To me, half beats are a no go. It lacks immersion. But position wise, i dont care if a down beat sometimes ends up at a 60 position, instead of the usual 0. As long as the beats is felt as a downstroke beat, it does its job.

But even on that, there are 2 standards (for me):

  • Are the CH beats slow overal. Then the 0 position should be focussed on as much as possible. Its one of the very few where you can. Most of the time strokes are already limited.
  • Does it contain a lot of fast sections? If so variety can help at making it less numbing and more interesting. I still do generaly prefer that within a single section the down positions are static, or perform a linar gradient (beginning goes 100-60, end of section is 40-0). But i dont like constant waves of high and low without any reference point attached to them.
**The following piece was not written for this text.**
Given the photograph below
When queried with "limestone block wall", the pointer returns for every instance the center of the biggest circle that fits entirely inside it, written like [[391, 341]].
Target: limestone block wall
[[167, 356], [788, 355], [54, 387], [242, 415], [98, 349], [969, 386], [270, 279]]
I have done several CH videos, and from my experience, variety bottom points that match up, are generaly experienced best. Most videos are capable here, but its actualy not often done. For example if the music does a low and high kick sound alternating at the same speed as the beats, i like it most if 1 of the 2 goes lower than the other. It generaly allows 1 beat to move to the top on the upstroke (which doesnt match a beat there), and the next beat can then fully reach the bottom.
Patterns like this can help adding variety in a video:


Its not a perfect CH on that. But then again, some CH videos were designed more like a PMV making this sort of action very suitable. It does allow you to make slower parts even slower, which can helf faster sections that normaly are limited feel faster again.

And thats a portion in CH videos i do consider important: the balance of slow vs fast. If the slow action already reaches the device limits, faster sections cant realy exceed that anymore. This is what can make a CH feel good.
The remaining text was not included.